Christmas is often one of the most popular times of year to gather the family and watch a new movie, and this holiday was no different. The biggest distinction, however, is that the season’s biggest releases — “Wonder Woman 1984” and “Soul” — battled for streaming service subscribers rather than box office dollars.
“Wonder Woman,” the superhero sequel starring Gal Gadot, broke from industry tradition as the first Warner Bros. movie to debut on the company’s streaming service HBO Max — and in select movie theaters — on the same day. The movie was available to subscribers at no extra charge. Pixar’s “Soul,” featuring the vocal talents of Jamie Foxx, Tina Fey and Daveed Diggs, debuted exclusively on Disney Plus in the U.S. and other countries where the streaming service is available. In China, where Disney Plus isn’t accessible, “Soul” is playing on the big screen.

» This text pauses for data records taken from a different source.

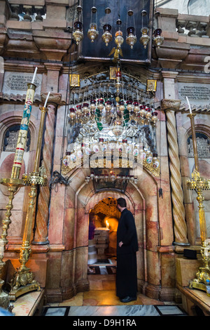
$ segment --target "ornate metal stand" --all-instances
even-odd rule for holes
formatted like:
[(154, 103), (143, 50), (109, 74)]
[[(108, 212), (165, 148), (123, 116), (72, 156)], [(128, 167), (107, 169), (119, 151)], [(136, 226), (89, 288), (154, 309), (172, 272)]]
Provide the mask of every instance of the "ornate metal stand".
[(37, 185), (46, 185), (47, 184), (47, 177), (45, 174), (45, 169), (43, 167), (38, 168), (38, 166), (44, 119), (48, 109), (42, 107), (40, 110), (41, 110), (41, 117), (34, 171), (30, 173), (29, 175), (24, 174), (22, 176), (25, 185), (30, 186), (31, 189), (29, 193), (29, 202), (22, 237), (22, 244), (20, 251), (19, 261), (21, 265), (14, 274), (13, 279), (9, 284), (11, 287), (9, 293), (10, 301), (15, 301), (17, 297), (27, 292), (34, 290), (40, 290), (40, 285), (38, 282), (34, 279), (34, 274), (30, 271), (29, 268), (25, 265), (29, 258), (31, 251), (30, 247), (30, 239), (32, 231), (34, 206), (34, 200), (36, 197)]
[(210, 246), (206, 240), (207, 229), (205, 218), (205, 211), (203, 204), (204, 200), (203, 190), (207, 190), (210, 189), (210, 180), (200, 177), (199, 172), (198, 156), (194, 122), (194, 117), (195, 115), (195, 114), (190, 114), (188, 115), (188, 117), (190, 118), (191, 121), (195, 169), (192, 173), (192, 180), (187, 181), (187, 188), (191, 190), (195, 190), (197, 194), (197, 200), (199, 204), (199, 220), (201, 237), (201, 256), (203, 262), (203, 267), (200, 267), (199, 268), (199, 270), (196, 274), (197, 278), (190, 281), (190, 288), (199, 289), (207, 292), (206, 286), (209, 284), (206, 280), (210, 279), (210, 268), (209, 267), (209, 263), (210, 260), (210, 253), (209, 250), (210, 249)]
[[(11, 211), (13, 208), (13, 200), (15, 194), (17, 192), (20, 187), (24, 185), (24, 181), (19, 179), (22, 162), (23, 159), (23, 154), (27, 142), (27, 130), (29, 127), (29, 119), (32, 109), (32, 103), (36, 90), (36, 86), (34, 84), (28, 84), (28, 89), (25, 100), (25, 104), (23, 111), (22, 119), (20, 124), (20, 132), (18, 134), (17, 147), (15, 150), (15, 159), (13, 165), (11, 176), (9, 178), (1, 178), (0, 183), (2, 185), (8, 187), (10, 192), (9, 202), (6, 206), (6, 218), (2, 221), (3, 230), (1, 237), (0, 239), (0, 275), (1, 275), (2, 270), (5, 266), (5, 263), (3, 261), (4, 256), (5, 246), (8, 243), (6, 239), (8, 235), (8, 230), (9, 225), (11, 223), (10, 216)], [(9, 296), (4, 291), (2, 286), (4, 281), (0, 279), (0, 306), (4, 308), (10, 309)]]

Yet despite many opting to watch Gal Gadot’s latest outing as Diana Prince, a.k.a. Wonder Woman, from the comfort of their couches, “Wonder Woman 1984” generated surprisingly robust ticket sales — at least for pandemic times. The film collected $16.7 million from 2,100 North American theaters. It’s a far cry from the debut of 2017’s “Wonder Woman,” which grossed over $100 million in its first weekend of release. But then, the DC heroine wasn’t battling a pandemic that resulted in mass theater closures. Currently, only 34% of U.S. cinemas are open at limited capacity, with those in big cities like New York, Los Angeles, San Francisco, Chicago and Philadelphia closed due to the global health crisis.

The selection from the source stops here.